Japan on Thursday reported the first death of a person infected with novel coronavirus, as the number of cases on a quarantined cruise ship offshore soared over 200.
The woman in her 80s was tested for the virus after being hospitalised, and was confirmed positive after her death, Health Minister Katsunobu Kato told a news briefing.
However, it was not clear if the virus or other complications had caused her death, Kato warned.
"The relationship between the new coronavirus and the death of the person is still unclear," he said.
The death came as three additional new infections were confirmed in Japan, including a taxi driver in Tokyo. They bring the number of cases in the country to 32, excluding those on the ship and a quarantine officer.
The Diamond Princess cruise ship off Yokohama has become the single largest cluster of cases outside China, with 218 testing positive for the COVID-19 virus and taken to medical facilities.
Earlier Thursday, Japan announced elderly passengers would be allowed off the ship if they test negative.
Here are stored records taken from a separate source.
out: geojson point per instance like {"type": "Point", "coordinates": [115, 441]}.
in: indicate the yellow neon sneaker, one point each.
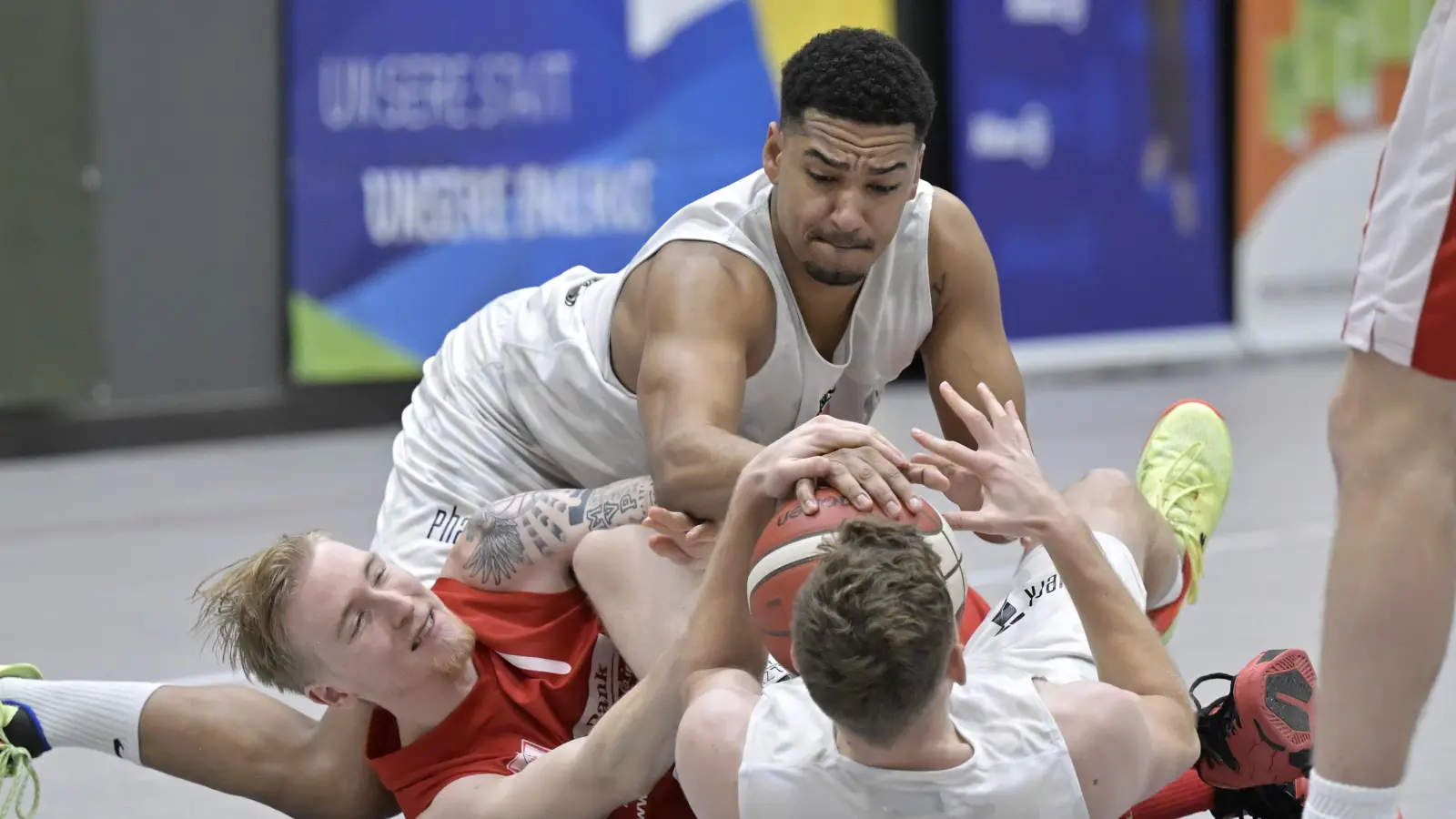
{"type": "Point", "coordinates": [16, 756]}
{"type": "Point", "coordinates": [1186, 471]}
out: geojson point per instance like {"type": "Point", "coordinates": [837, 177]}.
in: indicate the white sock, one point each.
{"type": "Point", "coordinates": [1336, 800]}
{"type": "Point", "coordinates": [99, 716]}
{"type": "Point", "coordinates": [1174, 591]}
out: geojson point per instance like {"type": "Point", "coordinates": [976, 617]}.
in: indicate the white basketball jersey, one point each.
{"type": "Point", "coordinates": [1019, 767]}
{"type": "Point", "coordinates": [555, 341]}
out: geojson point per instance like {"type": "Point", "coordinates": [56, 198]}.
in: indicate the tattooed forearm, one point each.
{"type": "Point", "coordinates": [511, 533]}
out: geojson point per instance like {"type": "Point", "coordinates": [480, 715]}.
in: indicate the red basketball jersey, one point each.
{"type": "Point", "coordinates": [546, 675]}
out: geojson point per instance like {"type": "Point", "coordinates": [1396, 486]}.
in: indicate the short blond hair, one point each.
{"type": "Point", "coordinates": [244, 610]}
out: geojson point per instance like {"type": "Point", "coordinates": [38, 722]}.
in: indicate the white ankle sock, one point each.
{"type": "Point", "coordinates": [1336, 800]}
{"type": "Point", "coordinates": [1174, 591]}
{"type": "Point", "coordinates": [99, 716]}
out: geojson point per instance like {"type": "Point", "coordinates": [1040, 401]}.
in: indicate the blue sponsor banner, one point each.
{"type": "Point", "coordinates": [444, 152]}
{"type": "Point", "coordinates": [1088, 146]}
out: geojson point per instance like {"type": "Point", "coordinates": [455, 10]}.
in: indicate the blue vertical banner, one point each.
{"type": "Point", "coordinates": [444, 152]}
{"type": "Point", "coordinates": [1088, 145]}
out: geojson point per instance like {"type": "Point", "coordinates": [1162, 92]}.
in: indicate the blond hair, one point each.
{"type": "Point", "coordinates": [244, 610]}
{"type": "Point", "coordinates": [873, 629]}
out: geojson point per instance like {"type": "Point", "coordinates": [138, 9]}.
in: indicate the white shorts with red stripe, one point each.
{"type": "Point", "coordinates": [1404, 303]}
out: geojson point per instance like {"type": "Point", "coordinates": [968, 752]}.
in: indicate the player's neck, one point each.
{"type": "Point", "coordinates": [819, 303]}
{"type": "Point", "coordinates": [931, 745]}
{"type": "Point", "coordinates": [431, 703]}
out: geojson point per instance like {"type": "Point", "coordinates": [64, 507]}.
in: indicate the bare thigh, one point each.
{"type": "Point", "coordinates": [642, 599]}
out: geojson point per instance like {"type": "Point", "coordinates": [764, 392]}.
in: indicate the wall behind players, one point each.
{"type": "Point", "coordinates": [1318, 86]}
{"type": "Point", "coordinates": [437, 160]}
{"type": "Point", "coordinates": [1088, 140]}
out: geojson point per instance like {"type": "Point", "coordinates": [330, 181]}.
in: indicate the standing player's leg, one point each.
{"type": "Point", "coordinates": [240, 741]}
{"type": "Point", "coordinates": [1392, 436]}
{"type": "Point", "coordinates": [644, 601]}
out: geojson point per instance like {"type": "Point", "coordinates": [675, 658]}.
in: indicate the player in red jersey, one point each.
{"type": "Point", "coordinates": [499, 691]}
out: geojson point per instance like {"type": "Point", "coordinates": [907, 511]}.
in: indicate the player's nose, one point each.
{"type": "Point", "coordinates": [399, 608]}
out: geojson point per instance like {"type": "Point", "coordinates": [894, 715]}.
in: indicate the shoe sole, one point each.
{"type": "Point", "coordinates": [1289, 687]}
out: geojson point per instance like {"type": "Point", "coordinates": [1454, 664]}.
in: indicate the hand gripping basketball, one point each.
{"type": "Point", "coordinates": [1016, 497]}
{"type": "Point", "coordinates": [803, 455]}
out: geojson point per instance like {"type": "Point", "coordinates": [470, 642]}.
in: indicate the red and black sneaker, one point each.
{"type": "Point", "coordinates": [1264, 802]}
{"type": "Point", "coordinates": [1259, 733]}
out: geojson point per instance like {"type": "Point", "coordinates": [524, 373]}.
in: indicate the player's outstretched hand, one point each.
{"type": "Point", "coordinates": [1016, 500]}
{"type": "Point", "coordinates": [841, 453]}
{"type": "Point", "coordinates": [681, 538]}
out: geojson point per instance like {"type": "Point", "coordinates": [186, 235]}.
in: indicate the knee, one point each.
{"type": "Point", "coordinates": [1390, 419]}
{"type": "Point", "coordinates": [604, 560]}
{"type": "Point", "coordinates": [335, 782]}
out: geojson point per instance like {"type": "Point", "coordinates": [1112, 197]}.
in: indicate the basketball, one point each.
{"type": "Point", "coordinates": [788, 551]}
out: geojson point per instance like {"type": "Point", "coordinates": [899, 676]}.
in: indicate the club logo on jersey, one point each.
{"type": "Point", "coordinates": [611, 681]}
{"type": "Point", "coordinates": [824, 399]}
{"type": "Point", "coordinates": [529, 753]}
{"type": "Point", "coordinates": [871, 404]}
{"type": "Point", "coordinates": [575, 290]}
{"type": "Point", "coordinates": [1006, 617]}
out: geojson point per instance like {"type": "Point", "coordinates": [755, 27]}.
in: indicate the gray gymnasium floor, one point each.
{"type": "Point", "coordinates": [101, 551]}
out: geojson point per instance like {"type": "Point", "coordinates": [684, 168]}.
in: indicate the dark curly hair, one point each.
{"type": "Point", "coordinates": [858, 75]}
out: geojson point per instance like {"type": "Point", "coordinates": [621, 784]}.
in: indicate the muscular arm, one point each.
{"type": "Point", "coordinates": [705, 310]}
{"type": "Point", "coordinates": [711, 741]}
{"type": "Point", "coordinates": [526, 542]}
{"type": "Point", "coordinates": [1120, 743]}
{"type": "Point", "coordinates": [618, 763]}
{"type": "Point", "coordinates": [967, 341]}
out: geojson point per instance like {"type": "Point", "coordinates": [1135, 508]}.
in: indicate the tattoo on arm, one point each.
{"type": "Point", "coordinates": [615, 504]}
{"type": "Point", "coordinates": [504, 537]}
{"type": "Point", "coordinates": [936, 293]}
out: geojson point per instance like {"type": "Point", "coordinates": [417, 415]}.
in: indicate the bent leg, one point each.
{"type": "Point", "coordinates": [1392, 433]}
{"type": "Point", "coordinates": [232, 739]}
{"type": "Point", "coordinates": [1111, 503]}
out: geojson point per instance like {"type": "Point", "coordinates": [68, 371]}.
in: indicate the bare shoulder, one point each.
{"type": "Point", "coordinates": [1107, 741]}
{"type": "Point", "coordinates": [713, 736]}
{"type": "Point", "coordinates": [1087, 705]}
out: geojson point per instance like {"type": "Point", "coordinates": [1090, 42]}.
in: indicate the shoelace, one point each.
{"type": "Point", "coordinates": [1216, 723]}
{"type": "Point", "coordinates": [1264, 802]}
{"type": "Point", "coordinates": [1171, 494]}
{"type": "Point", "coordinates": [15, 763]}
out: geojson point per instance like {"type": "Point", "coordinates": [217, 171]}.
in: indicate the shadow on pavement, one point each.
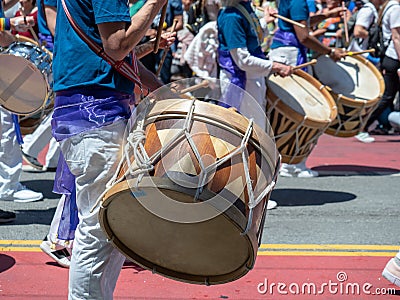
{"type": "Point", "coordinates": [6, 262]}
{"type": "Point", "coordinates": [300, 197]}
{"type": "Point", "coordinates": [34, 216]}
{"type": "Point", "coordinates": [354, 170]}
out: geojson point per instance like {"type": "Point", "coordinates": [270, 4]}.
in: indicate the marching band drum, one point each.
{"type": "Point", "coordinates": [299, 109]}
{"type": "Point", "coordinates": [26, 77]}
{"type": "Point", "coordinates": [198, 212]}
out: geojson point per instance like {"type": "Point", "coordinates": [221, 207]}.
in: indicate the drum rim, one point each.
{"type": "Point", "coordinates": [352, 102]}
{"type": "Point", "coordinates": [297, 117]}
{"type": "Point", "coordinates": [124, 186]}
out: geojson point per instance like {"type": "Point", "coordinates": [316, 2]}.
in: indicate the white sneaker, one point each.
{"type": "Point", "coordinates": [364, 137]}
{"type": "Point", "coordinates": [297, 170]}
{"type": "Point", "coordinates": [60, 254]}
{"type": "Point", "coordinates": [271, 204]}
{"type": "Point", "coordinates": [25, 195]}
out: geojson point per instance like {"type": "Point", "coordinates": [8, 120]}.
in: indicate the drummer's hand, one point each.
{"type": "Point", "coordinates": [281, 69]}
{"type": "Point", "coordinates": [22, 24]}
{"type": "Point", "coordinates": [269, 13]}
{"type": "Point", "coordinates": [337, 54]}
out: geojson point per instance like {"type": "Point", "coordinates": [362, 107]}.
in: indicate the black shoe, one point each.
{"type": "Point", "coordinates": [32, 161]}
{"type": "Point", "coordinates": [6, 216]}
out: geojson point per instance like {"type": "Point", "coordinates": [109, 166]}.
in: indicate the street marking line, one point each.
{"type": "Point", "coordinates": [264, 250]}
{"type": "Point", "coordinates": [329, 247]}
{"type": "Point", "coordinates": [324, 253]}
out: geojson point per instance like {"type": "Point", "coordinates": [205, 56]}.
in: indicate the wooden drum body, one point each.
{"type": "Point", "coordinates": [356, 86]}
{"type": "Point", "coordinates": [299, 110]}
{"type": "Point", "coordinates": [190, 202]}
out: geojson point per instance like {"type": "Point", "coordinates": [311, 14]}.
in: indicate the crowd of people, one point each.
{"type": "Point", "coordinates": [95, 90]}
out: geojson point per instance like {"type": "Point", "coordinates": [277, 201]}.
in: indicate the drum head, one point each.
{"type": "Point", "coordinates": [300, 94]}
{"type": "Point", "coordinates": [351, 77]}
{"type": "Point", "coordinates": [23, 87]}
{"type": "Point", "coordinates": [209, 252]}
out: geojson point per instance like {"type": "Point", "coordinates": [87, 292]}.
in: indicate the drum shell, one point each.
{"type": "Point", "coordinates": [353, 112]}
{"type": "Point", "coordinates": [25, 77]}
{"type": "Point", "coordinates": [219, 123]}
{"type": "Point", "coordinates": [296, 133]}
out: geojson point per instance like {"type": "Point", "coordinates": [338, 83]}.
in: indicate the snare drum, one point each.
{"type": "Point", "coordinates": [357, 86]}
{"type": "Point", "coordinates": [198, 213]}
{"type": "Point", "coordinates": [25, 77]}
{"type": "Point", "coordinates": [299, 109]}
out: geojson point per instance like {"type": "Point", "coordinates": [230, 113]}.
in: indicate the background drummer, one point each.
{"type": "Point", "coordinates": [241, 59]}
{"type": "Point", "coordinates": [290, 44]}
{"type": "Point", "coordinates": [28, 8]}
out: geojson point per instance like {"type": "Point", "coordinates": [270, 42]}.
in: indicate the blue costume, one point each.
{"type": "Point", "coordinates": [92, 105]}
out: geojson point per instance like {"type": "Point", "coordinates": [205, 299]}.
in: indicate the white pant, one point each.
{"type": "Point", "coordinates": [92, 157]}
{"type": "Point", "coordinates": [256, 88]}
{"type": "Point", "coordinates": [10, 156]}
{"type": "Point", "coordinates": [35, 142]}
{"type": "Point", "coordinates": [55, 224]}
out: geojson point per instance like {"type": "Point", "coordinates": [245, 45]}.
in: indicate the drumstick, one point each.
{"type": "Point", "coordinates": [346, 30]}
{"type": "Point", "coordinates": [350, 53]}
{"type": "Point", "coordinates": [166, 50]}
{"type": "Point", "coordinates": [202, 84]}
{"type": "Point", "coordinates": [35, 37]}
{"type": "Point", "coordinates": [284, 19]}
{"type": "Point", "coordinates": [311, 62]}
{"type": "Point", "coordinates": [160, 27]}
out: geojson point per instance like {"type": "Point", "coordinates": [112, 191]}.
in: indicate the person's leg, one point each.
{"type": "Point", "coordinates": [10, 156]}
{"type": "Point", "coordinates": [52, 155]}
{"type": "Point", "coordinates": [391, 79]}
{"type": "Point", "coordinates": [95, 263]}
{"type": "Point", "coordinates": [58, 250]}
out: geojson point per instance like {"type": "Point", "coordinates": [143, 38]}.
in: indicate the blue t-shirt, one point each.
{"type": "Point", "coordinates": [296, 10]}
{"type": "Point", "coordinates": [75, 65]}
{"type": "Point", "coordinates": [235, 31]}
{"type": "Point", "coordinates": [43, 29]}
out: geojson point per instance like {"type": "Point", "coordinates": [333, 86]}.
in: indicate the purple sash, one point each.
{"type": "Point", "coordinates": [289, 39]}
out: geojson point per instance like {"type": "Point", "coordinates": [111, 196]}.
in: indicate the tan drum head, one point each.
{"type": "Point", "coordinates": [209, 252]}
{"type": "Point", "coordinates": [23, 88]}
{"type": "Point", "coordinates": [301, 95]}
{"type": "Point", "coordinates": [353, 77]}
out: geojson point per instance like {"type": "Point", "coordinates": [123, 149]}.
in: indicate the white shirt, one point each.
{"type": "Point", "coordinates": [391, 19]}
{"type": "Point", "coordinates": [365, 18]}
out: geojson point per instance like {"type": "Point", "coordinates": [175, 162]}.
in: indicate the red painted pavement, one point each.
{"type": "Point", "coordinates": [25, 275]}
{"type": "Point", "coordinates": [333, 154]}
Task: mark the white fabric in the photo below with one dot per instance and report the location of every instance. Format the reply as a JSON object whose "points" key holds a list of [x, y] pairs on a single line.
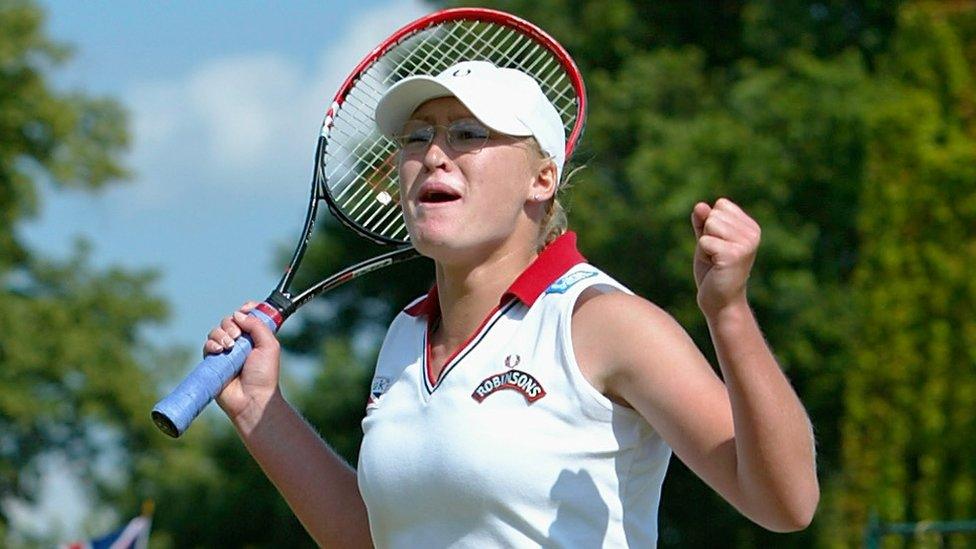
{"points": [[571, 469], [506, 100]]}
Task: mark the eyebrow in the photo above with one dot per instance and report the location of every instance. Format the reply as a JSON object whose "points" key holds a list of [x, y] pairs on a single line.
{"points": [[430, 118]]}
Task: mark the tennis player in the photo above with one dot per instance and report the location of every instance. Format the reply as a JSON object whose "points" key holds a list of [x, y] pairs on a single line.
{"points": [[529, 399]]}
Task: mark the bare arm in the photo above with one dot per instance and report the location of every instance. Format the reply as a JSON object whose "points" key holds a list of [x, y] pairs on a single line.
{"points": [[748, 438], [318, 485]]}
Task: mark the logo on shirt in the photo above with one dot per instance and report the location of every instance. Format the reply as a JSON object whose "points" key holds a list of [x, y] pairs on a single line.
{"points": [[515, 380], [376, 389], [560, 286]]}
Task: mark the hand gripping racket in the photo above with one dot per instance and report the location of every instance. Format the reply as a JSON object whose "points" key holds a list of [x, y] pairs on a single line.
{"points": [[356, 167]]}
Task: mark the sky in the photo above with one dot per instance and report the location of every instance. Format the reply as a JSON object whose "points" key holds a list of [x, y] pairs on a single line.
{"points": [[225, 102]]}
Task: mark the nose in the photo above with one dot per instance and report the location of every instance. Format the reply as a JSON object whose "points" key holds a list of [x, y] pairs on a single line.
{"points": [[436, 154]]}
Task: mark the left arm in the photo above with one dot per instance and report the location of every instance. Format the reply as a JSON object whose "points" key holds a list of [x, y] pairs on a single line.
{"points": [[748, 438]]}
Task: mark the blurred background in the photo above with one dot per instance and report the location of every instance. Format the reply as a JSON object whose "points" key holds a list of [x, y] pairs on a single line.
{"points": [[154, 165]]}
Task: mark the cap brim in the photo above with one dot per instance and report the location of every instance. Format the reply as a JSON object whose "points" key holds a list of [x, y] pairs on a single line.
{"points": [[401, 100]]}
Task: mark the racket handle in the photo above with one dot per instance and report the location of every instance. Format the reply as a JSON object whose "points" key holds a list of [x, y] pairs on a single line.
{"points": [[174, 413]]}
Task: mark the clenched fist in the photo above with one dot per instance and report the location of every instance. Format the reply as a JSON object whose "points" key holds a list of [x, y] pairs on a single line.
{"points": [[727, 243]]}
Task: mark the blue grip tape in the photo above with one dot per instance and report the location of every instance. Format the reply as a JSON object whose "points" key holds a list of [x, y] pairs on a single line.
{"points": [[174, 413]]}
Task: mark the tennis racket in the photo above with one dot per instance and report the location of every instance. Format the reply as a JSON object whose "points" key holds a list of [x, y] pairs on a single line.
{"points": [[355, 170]]}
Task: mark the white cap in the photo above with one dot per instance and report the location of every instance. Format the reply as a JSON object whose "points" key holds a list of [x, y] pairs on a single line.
{"points": [[506, 100]]}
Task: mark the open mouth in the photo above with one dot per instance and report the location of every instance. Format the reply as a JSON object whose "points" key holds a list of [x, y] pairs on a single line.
{"points": [[438, 196]]}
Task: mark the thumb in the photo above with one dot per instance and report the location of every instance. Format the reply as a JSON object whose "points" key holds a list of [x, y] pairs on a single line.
{"points": [[259, 332], [698, 216]]}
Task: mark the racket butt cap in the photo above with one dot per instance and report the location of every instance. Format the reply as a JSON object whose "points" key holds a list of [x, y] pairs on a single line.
{"points": [[165, 424]]}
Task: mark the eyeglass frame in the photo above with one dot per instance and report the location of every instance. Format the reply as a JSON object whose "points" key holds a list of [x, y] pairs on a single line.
{"points": [[489, 133]]}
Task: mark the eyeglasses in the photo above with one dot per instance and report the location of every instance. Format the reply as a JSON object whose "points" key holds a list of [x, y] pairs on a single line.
{"points": [[464, 135]]}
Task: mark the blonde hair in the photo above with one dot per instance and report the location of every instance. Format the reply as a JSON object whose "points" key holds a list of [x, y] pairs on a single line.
{"points": [[555, 222]]}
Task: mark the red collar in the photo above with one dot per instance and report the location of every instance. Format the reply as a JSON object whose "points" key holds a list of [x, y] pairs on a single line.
{"points": [[557, 258]]}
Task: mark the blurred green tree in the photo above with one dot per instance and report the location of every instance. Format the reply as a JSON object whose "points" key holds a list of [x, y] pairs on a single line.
{"points": [[910, 389], [73, 381]]}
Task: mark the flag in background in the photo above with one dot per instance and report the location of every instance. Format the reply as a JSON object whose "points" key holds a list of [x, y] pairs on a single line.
{"points": [[134, 535]]}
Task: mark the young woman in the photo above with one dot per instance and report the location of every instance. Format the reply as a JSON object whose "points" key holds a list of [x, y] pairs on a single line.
{"points": [[529, 399]]}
They will be given the option of moving to government facilities to wait out a quarantine that is set to last until February 19.
In a statement, operator Princess Cruises said it had been told the government-appointed lodgings would offer individual rooms and bathrooms, with access to medication, but no on-site medical care.
"The food available will not accommodate dietary preferences but will accommodate certain medical conditions. The meals provided will be Japanese bento-style boxes. No Western meals will be available.
- Working around the clock -
Thousands of passengers and crew on board were facing nearly a week more of isolation, with many expressing frustration and fear.
While passengers are struggling with cabin fever, crew members are working around the clock and worried that they are exposed to the greatest risk of infection.
"The situation on board is getting worse day by day," 24-year-old ship security officer Sonali Thakkar told AFP.
"This morning they told us that 44 people have been infected and everyone is really scared and wanting to get off as soon as possible," she added.
"All we want is tests to be done and to be separated from those who are positive. We don't want to stay on board."
With passengers mostly confined to their cabins, crew members have to go door-to-door to deliver food and other supplies, and some fear this has reduced the effectiveness of the quarantine.
"I haven't got the virus yet, but I don't want it to be so late that I catch the virus. I don't want to wait to find out that I'm the one that has it," Thakkar said.
- Quarantine questions -
The dozens of new cases diagnosed almost daily have raised questions about the pace of testing and whether the quarantine is working.
Thakkar said that while passengers were confined to quarters, the crew were eating together, working together and sleeping two to a cabin with shared washing facilities.
Japan initially tested around 300 people who had close contact with the first infected passenger, or displayed symptoms, but has gradually widened the net as new cases are detected.
Officials say they can only process 300 people a day, but hope eventually to expand this to 1,000.
Prime Minister Shinzo Abe said Thursday the government would set aside 15.3 billion yen ($139 million) for the fight against the virus, including to boost testing, strengthen inspections at borders, and support manufacturers of face masks.
Japan has evacuated hundreds of people in four flights from the centre of the outbreak in Hubei province, with most of the returnees undergoing "self-quarantine" in government-designated hotels.
Evacuees from the first flight, which landed on January 29, were cleared to leave the quarantine on Wednesday night after passing a final round of checks.
As they left their hotel in Chiba, east of Tokyo, they thanked local residents for their solidarity.